Sample, J. Appellee’s hog was killed by appellant’s engine at a place called Carrier Mills. The right of recovery is based on the failure of appellant to fence its track at that place. The principal defense is that the company was not required to fence its track there. The undisputed facts are that Carrier Mills is a station on the line of the appellant’s road where it has a sidetrack, depot and cattle-pens as conveniences for the transaction of business for the public. There is also a grain or warehouse near its sidetrack from which grain is loaded into its cars. The village is unincorporated, but is laid out into lots, blocks, and streets. The tracks run through the village from northeast to southwest, on each side of which there are buildings; the usual business of a country village is represented in its makeup.

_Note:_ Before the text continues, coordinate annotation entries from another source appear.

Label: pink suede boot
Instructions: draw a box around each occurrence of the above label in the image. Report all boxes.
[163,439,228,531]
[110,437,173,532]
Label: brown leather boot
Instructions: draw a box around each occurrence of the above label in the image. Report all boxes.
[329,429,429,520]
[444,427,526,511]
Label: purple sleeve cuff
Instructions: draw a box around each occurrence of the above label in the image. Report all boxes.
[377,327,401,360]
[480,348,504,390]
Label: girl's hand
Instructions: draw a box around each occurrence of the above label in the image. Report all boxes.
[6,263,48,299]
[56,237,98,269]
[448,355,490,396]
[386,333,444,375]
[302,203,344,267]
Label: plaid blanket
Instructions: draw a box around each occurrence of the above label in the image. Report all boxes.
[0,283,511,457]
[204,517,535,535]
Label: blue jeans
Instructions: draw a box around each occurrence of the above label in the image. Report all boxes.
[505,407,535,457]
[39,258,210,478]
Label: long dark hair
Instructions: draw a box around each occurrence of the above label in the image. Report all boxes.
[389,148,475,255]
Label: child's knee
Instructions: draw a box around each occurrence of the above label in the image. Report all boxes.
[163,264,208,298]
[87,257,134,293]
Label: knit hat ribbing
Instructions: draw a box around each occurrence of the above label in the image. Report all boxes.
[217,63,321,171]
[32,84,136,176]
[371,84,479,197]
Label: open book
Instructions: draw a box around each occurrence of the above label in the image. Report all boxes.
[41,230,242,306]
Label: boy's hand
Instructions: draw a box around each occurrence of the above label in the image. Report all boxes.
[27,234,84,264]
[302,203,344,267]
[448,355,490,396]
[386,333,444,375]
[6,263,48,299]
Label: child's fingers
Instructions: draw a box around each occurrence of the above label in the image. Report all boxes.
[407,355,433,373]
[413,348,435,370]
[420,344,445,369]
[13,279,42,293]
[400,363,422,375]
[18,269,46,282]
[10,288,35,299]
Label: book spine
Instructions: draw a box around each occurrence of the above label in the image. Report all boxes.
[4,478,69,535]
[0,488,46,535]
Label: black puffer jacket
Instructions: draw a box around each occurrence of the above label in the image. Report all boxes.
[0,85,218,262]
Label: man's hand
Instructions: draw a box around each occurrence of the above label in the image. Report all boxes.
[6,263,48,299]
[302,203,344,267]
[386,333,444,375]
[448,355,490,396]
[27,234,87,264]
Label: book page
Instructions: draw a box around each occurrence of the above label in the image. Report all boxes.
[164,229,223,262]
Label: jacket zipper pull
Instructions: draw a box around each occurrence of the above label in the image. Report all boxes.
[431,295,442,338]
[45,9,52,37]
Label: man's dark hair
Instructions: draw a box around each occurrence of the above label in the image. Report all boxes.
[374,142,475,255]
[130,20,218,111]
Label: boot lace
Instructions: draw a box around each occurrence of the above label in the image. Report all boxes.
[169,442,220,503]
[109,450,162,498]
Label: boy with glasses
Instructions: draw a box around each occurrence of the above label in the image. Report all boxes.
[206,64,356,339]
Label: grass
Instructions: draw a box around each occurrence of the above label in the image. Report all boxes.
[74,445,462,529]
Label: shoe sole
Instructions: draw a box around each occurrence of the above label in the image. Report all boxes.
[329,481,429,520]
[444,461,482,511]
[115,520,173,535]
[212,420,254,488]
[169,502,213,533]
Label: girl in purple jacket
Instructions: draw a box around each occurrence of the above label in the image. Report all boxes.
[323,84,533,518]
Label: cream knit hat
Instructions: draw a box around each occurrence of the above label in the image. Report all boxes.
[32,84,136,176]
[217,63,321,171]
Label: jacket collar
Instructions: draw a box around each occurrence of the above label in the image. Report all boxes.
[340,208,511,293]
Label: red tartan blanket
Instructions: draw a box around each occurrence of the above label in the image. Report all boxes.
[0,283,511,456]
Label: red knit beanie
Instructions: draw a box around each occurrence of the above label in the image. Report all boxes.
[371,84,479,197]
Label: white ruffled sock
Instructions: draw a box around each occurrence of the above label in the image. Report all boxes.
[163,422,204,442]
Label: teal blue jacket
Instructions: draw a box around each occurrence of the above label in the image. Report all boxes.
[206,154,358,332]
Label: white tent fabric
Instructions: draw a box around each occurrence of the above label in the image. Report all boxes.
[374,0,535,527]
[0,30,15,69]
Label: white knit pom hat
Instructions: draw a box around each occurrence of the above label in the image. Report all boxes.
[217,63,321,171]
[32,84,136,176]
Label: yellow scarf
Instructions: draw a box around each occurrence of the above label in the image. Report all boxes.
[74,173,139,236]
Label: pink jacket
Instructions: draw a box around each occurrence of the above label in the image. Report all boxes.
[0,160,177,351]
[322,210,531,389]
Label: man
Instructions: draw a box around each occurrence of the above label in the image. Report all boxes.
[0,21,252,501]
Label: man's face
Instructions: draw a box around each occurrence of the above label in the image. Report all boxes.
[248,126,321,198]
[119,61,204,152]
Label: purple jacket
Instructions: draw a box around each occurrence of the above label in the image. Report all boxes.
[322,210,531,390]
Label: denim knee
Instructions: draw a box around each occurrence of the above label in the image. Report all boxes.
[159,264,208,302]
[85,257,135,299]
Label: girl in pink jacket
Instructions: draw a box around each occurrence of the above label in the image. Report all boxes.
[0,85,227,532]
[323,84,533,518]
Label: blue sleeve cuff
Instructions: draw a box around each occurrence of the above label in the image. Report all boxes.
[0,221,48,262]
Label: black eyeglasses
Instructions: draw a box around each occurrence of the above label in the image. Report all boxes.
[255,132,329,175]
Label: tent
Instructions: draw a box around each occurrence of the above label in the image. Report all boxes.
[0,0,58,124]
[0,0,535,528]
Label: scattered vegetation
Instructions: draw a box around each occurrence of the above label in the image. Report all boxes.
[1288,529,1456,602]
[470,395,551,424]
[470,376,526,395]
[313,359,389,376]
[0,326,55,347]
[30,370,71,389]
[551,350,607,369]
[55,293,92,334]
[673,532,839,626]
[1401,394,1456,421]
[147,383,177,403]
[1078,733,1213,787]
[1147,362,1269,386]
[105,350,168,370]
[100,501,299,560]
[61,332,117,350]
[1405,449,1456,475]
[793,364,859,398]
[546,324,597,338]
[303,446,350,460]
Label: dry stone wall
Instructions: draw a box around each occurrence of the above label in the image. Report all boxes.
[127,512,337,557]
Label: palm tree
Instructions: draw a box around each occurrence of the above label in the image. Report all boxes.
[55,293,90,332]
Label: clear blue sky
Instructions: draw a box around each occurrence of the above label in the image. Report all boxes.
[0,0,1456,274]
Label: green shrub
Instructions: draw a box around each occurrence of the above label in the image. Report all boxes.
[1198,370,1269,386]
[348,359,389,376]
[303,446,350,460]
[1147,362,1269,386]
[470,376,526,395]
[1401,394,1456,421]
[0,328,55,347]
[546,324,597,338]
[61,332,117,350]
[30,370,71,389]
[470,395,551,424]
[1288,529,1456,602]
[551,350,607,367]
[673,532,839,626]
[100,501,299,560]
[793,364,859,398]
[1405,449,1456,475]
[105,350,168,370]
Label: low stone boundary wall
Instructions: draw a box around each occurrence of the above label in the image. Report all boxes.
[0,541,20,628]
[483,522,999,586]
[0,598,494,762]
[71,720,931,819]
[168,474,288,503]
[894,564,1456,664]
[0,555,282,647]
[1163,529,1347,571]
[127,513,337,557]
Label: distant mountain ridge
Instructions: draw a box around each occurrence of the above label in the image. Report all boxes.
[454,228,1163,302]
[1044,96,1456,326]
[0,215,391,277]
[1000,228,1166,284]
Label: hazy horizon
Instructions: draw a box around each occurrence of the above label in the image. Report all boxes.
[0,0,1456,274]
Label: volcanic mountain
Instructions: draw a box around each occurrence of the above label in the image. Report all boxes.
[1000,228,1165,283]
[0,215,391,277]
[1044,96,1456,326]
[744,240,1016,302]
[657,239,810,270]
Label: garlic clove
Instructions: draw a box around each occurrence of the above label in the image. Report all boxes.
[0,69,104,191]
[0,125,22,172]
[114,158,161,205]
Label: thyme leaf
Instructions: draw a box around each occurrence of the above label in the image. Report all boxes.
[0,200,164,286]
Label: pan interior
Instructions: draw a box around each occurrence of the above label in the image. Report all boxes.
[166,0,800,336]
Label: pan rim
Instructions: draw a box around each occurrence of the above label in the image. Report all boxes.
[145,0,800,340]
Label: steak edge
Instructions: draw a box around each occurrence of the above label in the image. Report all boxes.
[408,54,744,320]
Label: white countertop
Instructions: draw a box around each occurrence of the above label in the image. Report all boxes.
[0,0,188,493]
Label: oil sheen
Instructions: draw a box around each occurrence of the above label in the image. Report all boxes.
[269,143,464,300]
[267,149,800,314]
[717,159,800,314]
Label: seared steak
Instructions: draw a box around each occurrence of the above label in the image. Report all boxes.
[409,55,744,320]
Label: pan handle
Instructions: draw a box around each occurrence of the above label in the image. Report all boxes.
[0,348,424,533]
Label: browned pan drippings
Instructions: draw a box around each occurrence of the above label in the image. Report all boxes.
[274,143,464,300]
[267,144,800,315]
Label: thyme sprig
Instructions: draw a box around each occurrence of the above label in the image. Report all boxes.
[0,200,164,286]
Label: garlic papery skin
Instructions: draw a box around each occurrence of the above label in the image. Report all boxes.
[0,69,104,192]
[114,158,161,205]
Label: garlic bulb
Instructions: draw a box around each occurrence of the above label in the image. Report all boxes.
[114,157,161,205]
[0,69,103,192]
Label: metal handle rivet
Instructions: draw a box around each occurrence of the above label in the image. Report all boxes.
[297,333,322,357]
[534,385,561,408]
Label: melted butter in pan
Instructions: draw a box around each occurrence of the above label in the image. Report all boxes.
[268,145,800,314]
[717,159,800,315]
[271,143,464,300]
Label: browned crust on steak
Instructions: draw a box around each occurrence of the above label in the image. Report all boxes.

The village is situated in a rich agricultural and timber country -which supplies large shipments, and, as we think the evidence fairly shows, requires substantially all the space along the sidetrack for the proper and convenient handling of products brought to that station for transportation. The hog in question was near the warehouse, probably eating grain that had fallen to the ground in loading it from the warehouse.into appellant’s cars, where the hog was killed. There is no evidence to indicate where it got on the track of appellant. The burden is on appellee to show that the hog got on the right of way at a place where appellant was requited to fence its road. This, appellee has failed to prove, and as no common law negligence is shown, the plaintiff was not entitled to recover. In view of the numerous decisions of our courts, the appellant was not required to fence its track along the line of its switch, where, as the evidence shows, the space was substantially all used by the public in its transaction of business with the railroad company. This doctrine is so well established in this State that it is not necessary to reiterate the reasons upon which it is founded, or to cite the authorities so familiar to the profession. Judgment is reversed and the cause remanded. Reversed and remanded.